Tiny sensor lays groundwork for precision X-rays detection via endoscopy
Using a tiny device known as an optical antenna, researchers have created an X-ray sensor that is integrated onto the end of an optical fiber just a few tens of microns in diameter. By detecting X-rays at an extremely small spatial scale, the sensor could be combined with X-ray delivering technologies to enable high-precision medical imaging and therapeutic applications.
"We want to develop this technology so that it could be used in radiotherapy, for example," said Thierry Grosjean, from FEMTO-ST Institute, The National Center for Scientific Research, France. "Specifically, the sensor could allow a real-time measurement of how much radiation is being delivered to a tumor via endoscopy."
In The Optical Society (OSA) journal Optics Letters, the researchers demonstrate their new X-ray sensor using low energy X-rays. They say that the same principle should work with the high-energy X-rays used for medical applications such as imaging and radiotherapy.
Like many of today's X-ray applications, the new sensor uses indirect detection. Rather than directly sensing X-rays, this method uses a special detector called a scintillator, which absorbs the X-rays and then emits light that is detected by an optical camera.
Achieving indirect X-ray detection on a small scale is challenging because scintillators emit photons in all directions. Scaling scintillators down to a very small size means that they will emit very few photons, making it almost impossible for the camera to catch enough photons at just the right angle. The researchers turned to optical antennas to help with this challenge.

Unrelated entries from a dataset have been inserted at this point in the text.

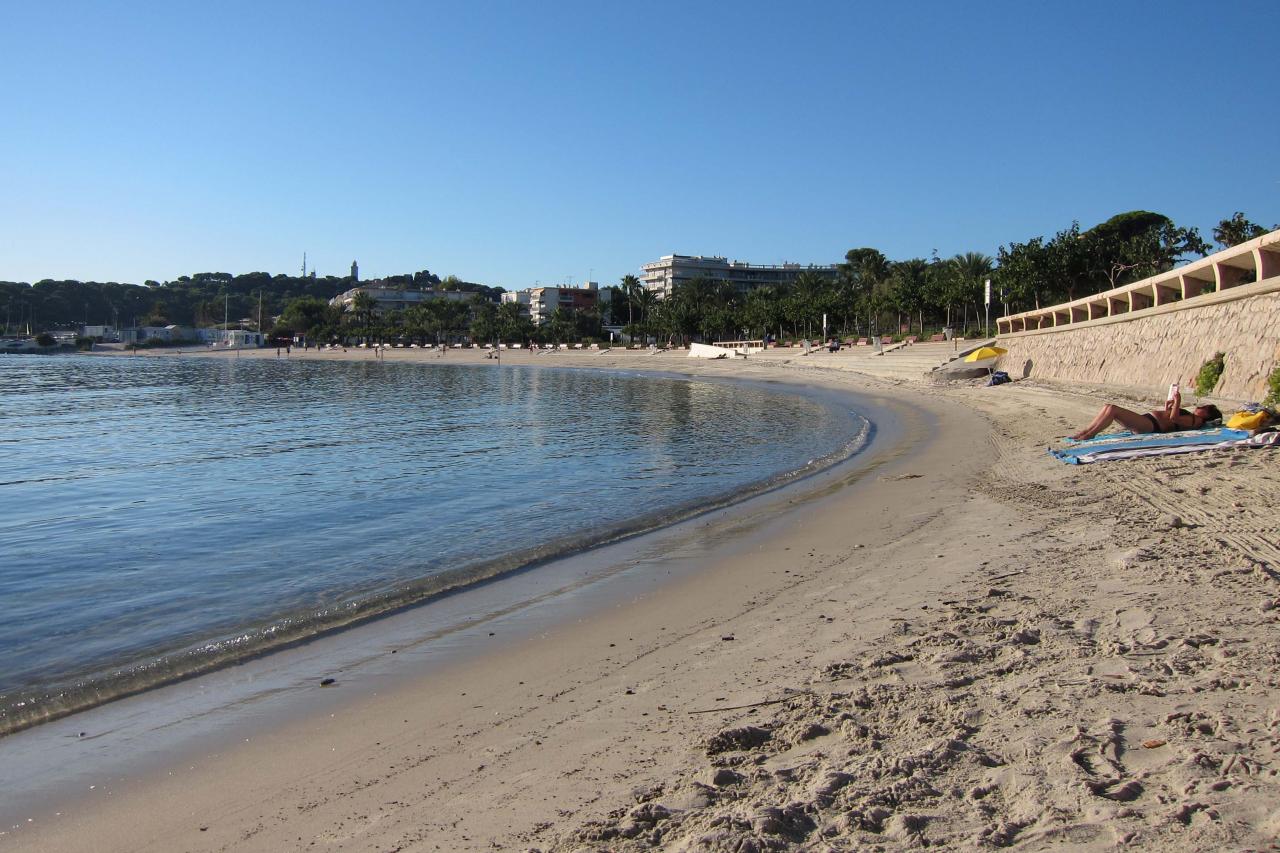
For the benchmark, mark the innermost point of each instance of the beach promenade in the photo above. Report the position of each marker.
(955, 642)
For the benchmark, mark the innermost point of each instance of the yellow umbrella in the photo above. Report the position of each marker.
(983, 354)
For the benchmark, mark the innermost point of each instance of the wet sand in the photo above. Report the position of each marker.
(956, 642)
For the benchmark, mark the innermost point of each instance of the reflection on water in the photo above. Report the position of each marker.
(154, 505)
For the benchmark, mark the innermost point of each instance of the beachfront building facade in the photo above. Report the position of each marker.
(662, 276)
(397, 299)
(540, 302)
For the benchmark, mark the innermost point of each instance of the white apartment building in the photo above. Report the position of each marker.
(539, 302)
(393, 299)
(663, 274)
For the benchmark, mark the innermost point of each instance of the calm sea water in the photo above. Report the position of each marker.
(159, 516)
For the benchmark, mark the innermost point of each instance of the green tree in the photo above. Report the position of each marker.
(362, 306)
(1235, 231)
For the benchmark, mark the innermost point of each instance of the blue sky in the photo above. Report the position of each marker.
(521, 142)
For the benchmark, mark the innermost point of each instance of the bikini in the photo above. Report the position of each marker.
(1173, 428)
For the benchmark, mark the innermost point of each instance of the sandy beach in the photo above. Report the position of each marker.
(958, 642)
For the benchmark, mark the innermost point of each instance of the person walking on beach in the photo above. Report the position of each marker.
(1170, 419)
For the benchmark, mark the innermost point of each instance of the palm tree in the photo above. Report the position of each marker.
(631, 290)
(970, 270)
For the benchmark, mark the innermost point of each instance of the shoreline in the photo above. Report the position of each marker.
(958, 643)
(284, 632)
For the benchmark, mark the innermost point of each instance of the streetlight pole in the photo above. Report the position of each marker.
(986, 327)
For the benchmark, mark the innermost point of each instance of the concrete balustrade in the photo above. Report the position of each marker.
(1240, 265)
(1162, 328)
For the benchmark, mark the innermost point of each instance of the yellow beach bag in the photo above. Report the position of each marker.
(1249, 420)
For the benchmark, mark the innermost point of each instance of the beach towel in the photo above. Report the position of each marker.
(1162, 445)
(1207, 434)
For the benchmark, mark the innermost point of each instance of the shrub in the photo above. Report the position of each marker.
(1272, 400)
(1210, 373)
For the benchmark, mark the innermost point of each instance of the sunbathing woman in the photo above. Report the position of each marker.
(1169, 420)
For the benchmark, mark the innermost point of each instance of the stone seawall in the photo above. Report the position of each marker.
(1151, 349)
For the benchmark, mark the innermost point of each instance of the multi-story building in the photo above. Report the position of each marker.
(393, 299)
(542, 301)
(663, 274)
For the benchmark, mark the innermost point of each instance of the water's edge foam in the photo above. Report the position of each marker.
(26, 710)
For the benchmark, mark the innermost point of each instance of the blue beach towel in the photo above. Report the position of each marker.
(1129, 445)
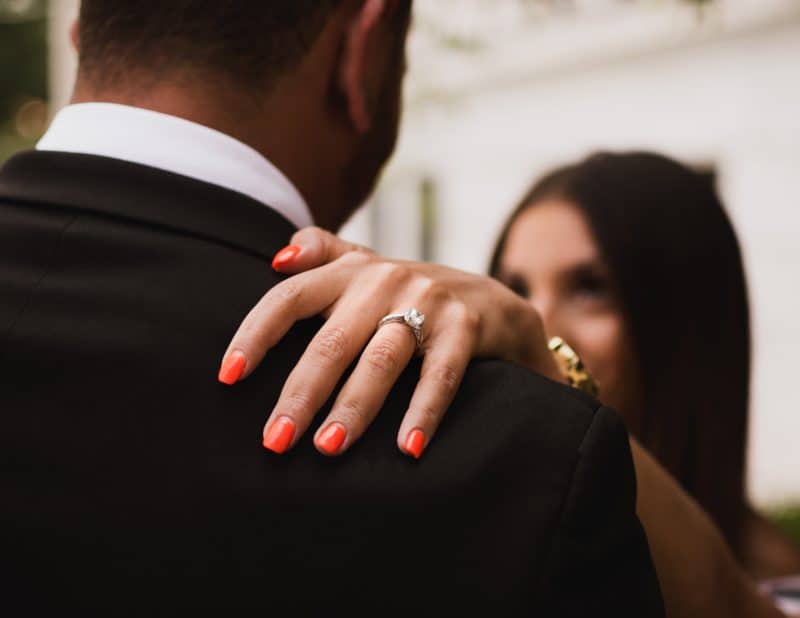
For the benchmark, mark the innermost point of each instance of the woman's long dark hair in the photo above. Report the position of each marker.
(677, 265)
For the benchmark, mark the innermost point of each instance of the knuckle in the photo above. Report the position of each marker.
(296, 404)
(285, 293)
(330, 344)
(446, 377)
(349, 412)
(392, 273)
(466, 318)
(384, 358)
(356, 257)
(427, 415)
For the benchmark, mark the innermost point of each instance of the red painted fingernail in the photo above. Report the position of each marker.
(280, 435)
(331, 439)
(415, 443)
(285, 256)
(232, 368)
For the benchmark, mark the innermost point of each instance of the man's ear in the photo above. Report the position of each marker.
(353, 67)
(75, 35)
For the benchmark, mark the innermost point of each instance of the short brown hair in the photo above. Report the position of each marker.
(249, 41)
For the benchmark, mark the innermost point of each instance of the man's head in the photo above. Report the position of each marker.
(317, 80)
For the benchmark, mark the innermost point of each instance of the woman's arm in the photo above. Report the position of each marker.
(699, 575)
(349, 285)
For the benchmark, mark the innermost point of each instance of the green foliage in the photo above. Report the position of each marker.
(23, 64)
(788, 519)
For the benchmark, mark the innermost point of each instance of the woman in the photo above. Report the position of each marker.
(631, 259)
(650, 290)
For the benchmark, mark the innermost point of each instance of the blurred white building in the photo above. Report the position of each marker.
(499, 92)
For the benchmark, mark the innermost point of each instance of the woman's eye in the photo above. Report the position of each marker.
(518, 286)
(593, 286)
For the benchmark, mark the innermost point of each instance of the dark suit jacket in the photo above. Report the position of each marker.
(133, 482)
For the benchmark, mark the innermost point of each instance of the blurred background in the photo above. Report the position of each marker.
(499, 92)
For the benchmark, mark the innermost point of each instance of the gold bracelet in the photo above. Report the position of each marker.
(572, 367)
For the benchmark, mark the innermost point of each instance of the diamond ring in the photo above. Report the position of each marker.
(411, 318)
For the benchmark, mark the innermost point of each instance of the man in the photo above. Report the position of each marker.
(201, 135)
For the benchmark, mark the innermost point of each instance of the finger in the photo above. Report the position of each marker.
(297, 298)
(312, 247)
(365, 392)
(443, 369)
(332, 350)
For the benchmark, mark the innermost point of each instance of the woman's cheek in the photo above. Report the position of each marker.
(602, 344)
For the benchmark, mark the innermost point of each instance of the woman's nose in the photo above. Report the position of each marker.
(546, 309)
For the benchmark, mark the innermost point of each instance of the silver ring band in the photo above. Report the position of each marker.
(411, 318)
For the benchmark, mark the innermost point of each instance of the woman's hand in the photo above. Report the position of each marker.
(467, 316)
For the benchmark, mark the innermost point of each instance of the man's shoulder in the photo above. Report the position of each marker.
(516, 407)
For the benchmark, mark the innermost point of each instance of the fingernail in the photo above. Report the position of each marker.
(415, 443)
(285, 256)
(280, 435)
(232, 368)
(331, 439)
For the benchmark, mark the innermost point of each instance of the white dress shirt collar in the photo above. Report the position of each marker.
(178, 146)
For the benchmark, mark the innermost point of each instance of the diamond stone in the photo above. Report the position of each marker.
(414, 318)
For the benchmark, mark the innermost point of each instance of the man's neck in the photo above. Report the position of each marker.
(283, 130)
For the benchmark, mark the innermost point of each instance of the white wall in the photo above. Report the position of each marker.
(734, 102)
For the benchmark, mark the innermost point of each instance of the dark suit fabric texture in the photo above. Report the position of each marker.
(134, 483)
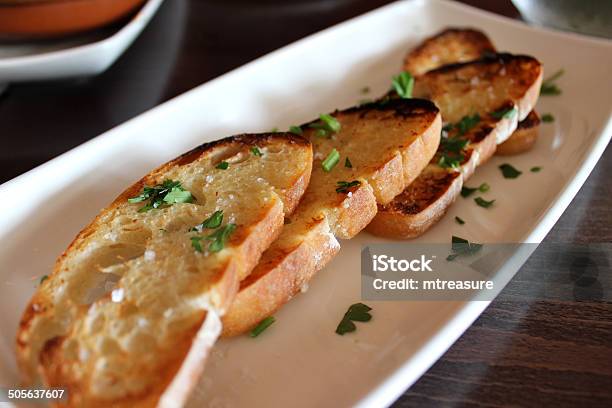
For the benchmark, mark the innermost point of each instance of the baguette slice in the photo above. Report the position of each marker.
(524, 137)
(387, 145)
(449, 46)
(501, 90)
(455, 45)
(121, 315)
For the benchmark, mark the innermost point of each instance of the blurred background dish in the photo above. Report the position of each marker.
(593, 17)
(53, 18)
(81, 55)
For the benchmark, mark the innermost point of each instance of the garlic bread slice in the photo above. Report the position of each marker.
(121, 315)
(381, 148)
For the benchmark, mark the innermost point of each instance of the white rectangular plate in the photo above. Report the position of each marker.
(299, 361)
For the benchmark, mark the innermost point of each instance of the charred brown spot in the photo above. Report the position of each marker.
(532, 120)
(424, 191)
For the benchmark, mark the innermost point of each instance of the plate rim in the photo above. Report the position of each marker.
(395, 384)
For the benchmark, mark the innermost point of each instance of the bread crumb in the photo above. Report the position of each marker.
(117, 295)
(83, 354)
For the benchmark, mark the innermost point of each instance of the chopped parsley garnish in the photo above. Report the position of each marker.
(195, 243)
(467, 191)
(263, 325)
(331, 160)
(403, 85)
(345, 186)
(506, 113)
(220, 237)
(548, 85)
(483, 203)
(357, 312)
(212, 222)
(296, 130)
(461, 247)
(509, 172)
(548, 118)
(168, 193)
(178, 195)
(326, 126)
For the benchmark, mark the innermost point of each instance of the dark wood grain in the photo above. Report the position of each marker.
(542, 342)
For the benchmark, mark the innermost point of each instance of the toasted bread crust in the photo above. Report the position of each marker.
(419, 206)
(455, 45)
(524, 137)
(308, 243)
(504, 81)
(53, 322)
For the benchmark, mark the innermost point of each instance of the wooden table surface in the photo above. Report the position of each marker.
(529, 348)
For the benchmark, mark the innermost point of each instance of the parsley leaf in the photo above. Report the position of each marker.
(263, 325)
(509, 172)
(467, 191)
(345, 186)
(506, 113)
(220, 237)
(357, 312)
(195, 243)
(451, 151)
(178, 195)
(296, 130)
(483, 203)
(548, 118)
(403, 84)
(167, 193)
(212, 222)
(462, 247)
(331, 160)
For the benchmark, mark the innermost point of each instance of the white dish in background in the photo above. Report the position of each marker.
(300, 361)
(83, 55)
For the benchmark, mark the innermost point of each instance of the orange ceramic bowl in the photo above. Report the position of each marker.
(53, 18)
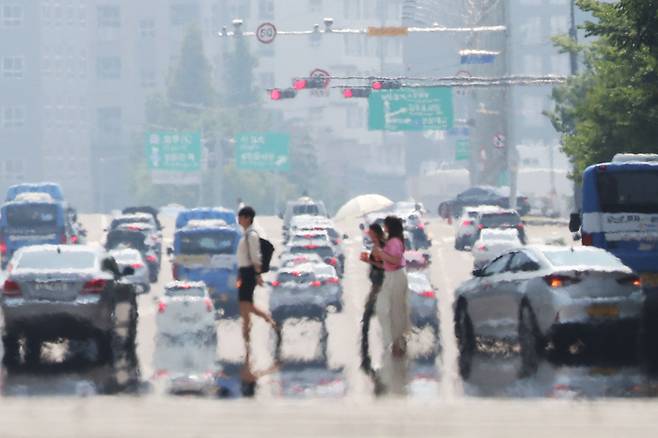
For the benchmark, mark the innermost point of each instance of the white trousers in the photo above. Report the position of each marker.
(392, 307)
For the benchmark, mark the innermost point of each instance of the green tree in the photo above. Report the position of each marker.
(191, 81)
(613, 105)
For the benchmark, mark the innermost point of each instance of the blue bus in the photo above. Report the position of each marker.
(205, 250)
(203, 213)
(620, 211)
(31, 219)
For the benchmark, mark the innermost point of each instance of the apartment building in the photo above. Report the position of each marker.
(74, 78)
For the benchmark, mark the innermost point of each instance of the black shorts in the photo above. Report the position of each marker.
(247, 284)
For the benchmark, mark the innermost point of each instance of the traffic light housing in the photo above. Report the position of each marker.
(386, 84)
(314, 82)
(286, 93)
(349, 93)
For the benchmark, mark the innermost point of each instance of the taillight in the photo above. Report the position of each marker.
(587, 239)
(94, 286)
(557, 281)
(209, 306)
(630, 280)
(11, 288)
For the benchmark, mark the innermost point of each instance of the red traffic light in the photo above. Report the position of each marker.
(356, 92)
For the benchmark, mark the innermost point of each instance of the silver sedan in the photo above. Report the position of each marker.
(541, 296)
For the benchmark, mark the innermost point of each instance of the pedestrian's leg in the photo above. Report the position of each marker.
(383, 311)
(400, 314)
(245, 314)
(262, 314)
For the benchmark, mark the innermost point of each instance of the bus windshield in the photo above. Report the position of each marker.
(31, 215)
(628, 192)
(211, 242)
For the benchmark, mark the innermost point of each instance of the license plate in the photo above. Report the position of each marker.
(603, 311)
(649, 280)
(50, 287)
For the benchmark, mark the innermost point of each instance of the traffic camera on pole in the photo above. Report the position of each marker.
(386, 84)
(349, 93)
(278, 94)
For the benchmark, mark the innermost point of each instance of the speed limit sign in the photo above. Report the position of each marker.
(266, 33)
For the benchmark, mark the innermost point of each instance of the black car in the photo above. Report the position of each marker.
(482, 195)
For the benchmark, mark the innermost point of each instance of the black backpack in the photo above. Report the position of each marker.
(266, 252)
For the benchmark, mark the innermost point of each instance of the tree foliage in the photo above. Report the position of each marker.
(612, 106)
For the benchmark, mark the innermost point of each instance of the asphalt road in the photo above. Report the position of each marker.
(307, 394)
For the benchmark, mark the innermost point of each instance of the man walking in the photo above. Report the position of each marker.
(249, 274)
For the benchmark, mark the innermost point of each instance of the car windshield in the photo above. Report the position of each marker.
(311, 209)
(569, 257)
(295, 277)
(491, 220)
(323, 251)
(185, 292)
(212, 242)
(31, 215)
(53, 260)
(628, 192)
(492, 235)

Because optical antennas have been used to control the light emission from fluorescing molecules, the researchers thought they might also control light emitted by scintillators. "An optical antenna works much like a radio frequency antenna, offering a way to interconnect an emitter with free-space," said Grosjean. "We demonstrated that they can be used to control the directionality of the emission from scintillators."
Fabricating the sensor
To make the X-ray sensor, the researchers used an optical antenna to connect a single mode optical fiber with a tiny cluster of scintillators. They fabricated the optical antenna, just a few microns wide, onto the end of the fiber and grafted the scintillator cluster at its extremity. Light emitted from the scintillators hits the antenna and is directed into the fiber, where it travels to a remote optical detector. This setup keeps the electronics away from the X-rays, which protects electronics from damage after repeated use.
Although the X-ray sensor fabrication required a clean room facility, the researchers said it was not a difficult or expensive process. They are currently working on procedures that might make it even easier to graft the scintillators onto the fiber antenna.
From their experiments, the researchers estimated that the sensor has a spatial resolution on the order of 1 micron, which they are working to increase to about 100 nanometers. This improved resolution would allow the device to distinguish chemical components in composite materials by using the fiber tip to conduct low-energy X-ray scanning microscopy.
In addition to expanding the technology to work with the high-energy X-rays required for medical applications, the researchers are also investigating whether optical antennas could enable faster X-ray detectors. Since the devices have been shown to shorten the time between light absorption and light emission in fluorescence processes, the antennas might also shorten the time between X-ray absorption and light emission within scintillators - thus creating a faster way to detect X-rays.